These Guys Just Won't Stop | The American Spectator | USA News and Politics
These Guys Just Won’t Stop
by

Know what the big disconnect in America is? It’s not red state-blue state. It’s not liberal-conservative. It’s not any manner of racial or technological divide, or wage gap, or urban-rural split, or married people vs. single people, or soccer moms vs. NASCAR dads, or anything like that.

It’s this: Some people are obsessively driven to do the same thing again and again, and other people — most people — just couldn’t care less.

The obsessives include the media, the entertainment industry, the leaders of business and finance, politicians, and all their assorted flacks and hangers-on. The rest include everybody else. There are a lot more of the rest of us.

Throw the press a juicy bone, like a kidnapped child, a celebrity in trouble, whatever. Then watch the whole pack turn like a school of feeding fish, like a single organism, chewing and chewing and chewing until the rest of the country says, “Enough, already!” It’s not just the tabloid stuff. Political journalism does the same thing. There’s the designated rave of the day, and everybody has to weigh in on it.

The obsessives, whether consciously or not, know that the way to win is to tire out the other side. That’s how the student rebellions of the 1960s succeeded. School administrators then belonged to the non-obsessive class, and, what’s more, were generally inclined to peacemaking and placating. You can’t placate an obsessive. He just keeps coming. The Clintonites won the impeachment fight that way. They knew if they made the same noises over and over again, the public would mostly turn away.

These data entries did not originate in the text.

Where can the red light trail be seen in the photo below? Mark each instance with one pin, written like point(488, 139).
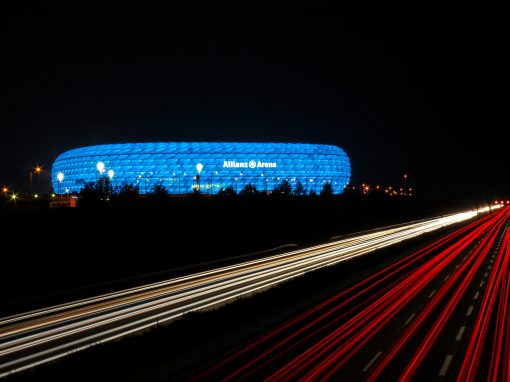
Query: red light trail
point(325, 341)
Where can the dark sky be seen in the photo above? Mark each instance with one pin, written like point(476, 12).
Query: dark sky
point(417, 91)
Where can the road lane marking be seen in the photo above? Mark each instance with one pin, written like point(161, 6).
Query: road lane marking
point(460, 333)
point(410, 318)
point(446, 365)
point(372, 361)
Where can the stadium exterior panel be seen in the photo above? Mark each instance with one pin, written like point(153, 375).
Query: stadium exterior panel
point(175, 165)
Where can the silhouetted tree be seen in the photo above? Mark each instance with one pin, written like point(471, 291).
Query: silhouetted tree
point(299, 190)
point(158, 190)
point(249, 190)
point(282, 189)
point(327, 190)
point(95, 194)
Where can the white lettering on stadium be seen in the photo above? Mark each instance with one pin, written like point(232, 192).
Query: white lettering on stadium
point(250, 164)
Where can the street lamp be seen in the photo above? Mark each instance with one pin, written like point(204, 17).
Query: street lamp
point(60, 178)
point(199, 168)
point(100, 168)
point(37, 169)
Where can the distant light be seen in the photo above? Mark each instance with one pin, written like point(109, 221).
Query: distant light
point(100, 167)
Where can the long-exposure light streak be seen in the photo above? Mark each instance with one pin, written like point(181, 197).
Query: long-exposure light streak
point(362, 314)
point(31, 338)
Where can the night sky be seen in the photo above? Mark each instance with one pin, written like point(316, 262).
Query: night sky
point(417, 92)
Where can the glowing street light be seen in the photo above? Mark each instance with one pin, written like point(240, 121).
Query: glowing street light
point(100, 167)
point(199, 168)
point(60, 178)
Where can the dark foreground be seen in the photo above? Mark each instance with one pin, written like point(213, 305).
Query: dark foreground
point(61, 255)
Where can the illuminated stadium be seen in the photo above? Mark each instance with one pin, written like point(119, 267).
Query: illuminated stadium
point(183, 167)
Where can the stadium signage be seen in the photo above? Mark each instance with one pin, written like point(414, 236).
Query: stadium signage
point(250, 164)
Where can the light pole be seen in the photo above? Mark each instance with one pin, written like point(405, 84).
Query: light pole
point(60, 178)
point(100, 168)
point(199, 168)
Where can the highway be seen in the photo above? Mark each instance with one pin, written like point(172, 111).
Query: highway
point(32, 338)
point(441, 313)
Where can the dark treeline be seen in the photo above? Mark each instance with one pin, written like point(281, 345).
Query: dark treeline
point(58, 253)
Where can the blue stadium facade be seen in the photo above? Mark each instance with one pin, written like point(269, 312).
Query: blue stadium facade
point(176, 165)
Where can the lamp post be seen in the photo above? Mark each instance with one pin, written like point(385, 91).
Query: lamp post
point(100, 168)
point(60, 178)
point(199, 168)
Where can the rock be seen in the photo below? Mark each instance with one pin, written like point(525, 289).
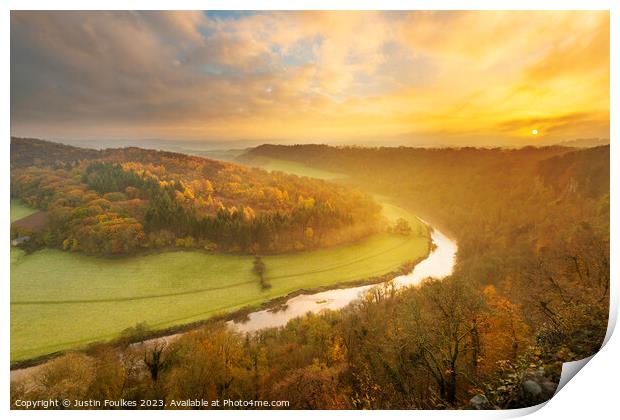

This split does have liberal-conservative overtones, but not the in the modern, ideological sense — more in the historic sense of conservatives being inclined to preserve an existing order. Peter Hannaford, writing in The American Prowler last week, quoted President Calvin Coolidge speaking in 1926 on the 150th anniversary of the Declaration of Independence:

“If all men are created equal, that is final. If they are endowed with inalienable rights, that is final. If governments derive their just power from the consent of the governed, that is final. No advance, no progress can be made beyond these propositions.”

That is, of course, exactly the way most ordinary people think. But there rings from Coolidge’s wonderful words something faintly exasperated and parental: “How many times do I have to tell you…?” And on the willful childish side, you can almost hear the wails of the social justice obsessives demanding the latest “right”: universal health care, universal furniture, whatever.

Almost nobody has written or spoken for the vast majority of the ordinary, the non-obsessed. Ronald Reagan tapped into that audience, to the befuddlement of the obsessed media, who couldn’t understand what people saw in him. Grover Norquist has tried to make a coalition out of the “leave us alones,” a paradox if there ever was one. Richard Nixon reached out to the silent majority. But by the very nature of things, no one in the obsessed crowd can truly speak for all the rest of us.

So I will.

Most people like it that we can turn on CNN or CNBC once every couple of months, when the bombs fall on Iraq, or when an election blows up, and watch Christiane Amanpour bravely bouncing on her toes against some night sky on the other side of the world, or see Chris Matthews interview Howard Fineman. Most people accept that we might have to put up with Senator Robert Byrd bloviating about some Dixie-fried outrage, or with Al Sharpton whipping up some frenzy or other — once in a while. Most folks like to be able to check in with Ann Coulter for a good laugh here and there. Many of us periodically enjoy the nonsense of the likes of Rosie O’Donnell or Oprah Winfrey or Martha Stewart or Steven Spielberg.

But any of us ordinary folks would be horrified actually to have to be Steven Spielberg or Rosie O’Donnell or Howard Fineman or Christiane Amanpour twenty-fours a day, seven days a week. And most of the time, what most of us want to say to the whole sodding bunch of them, politicians, celebrities, commentators, newsies, and all, is this:

Shut up. Go away. Take a hike. Give it a rest.

My friend Jeff Jacoby writes at least once a year, advocating that governments at all levels follow the example of states like New Hampshire or Montana, where the legislatures meet for something like 16 weeks every other year.

This is a good idea, a very good idea. One only wishes that the whole yakkety culture would take it to heart.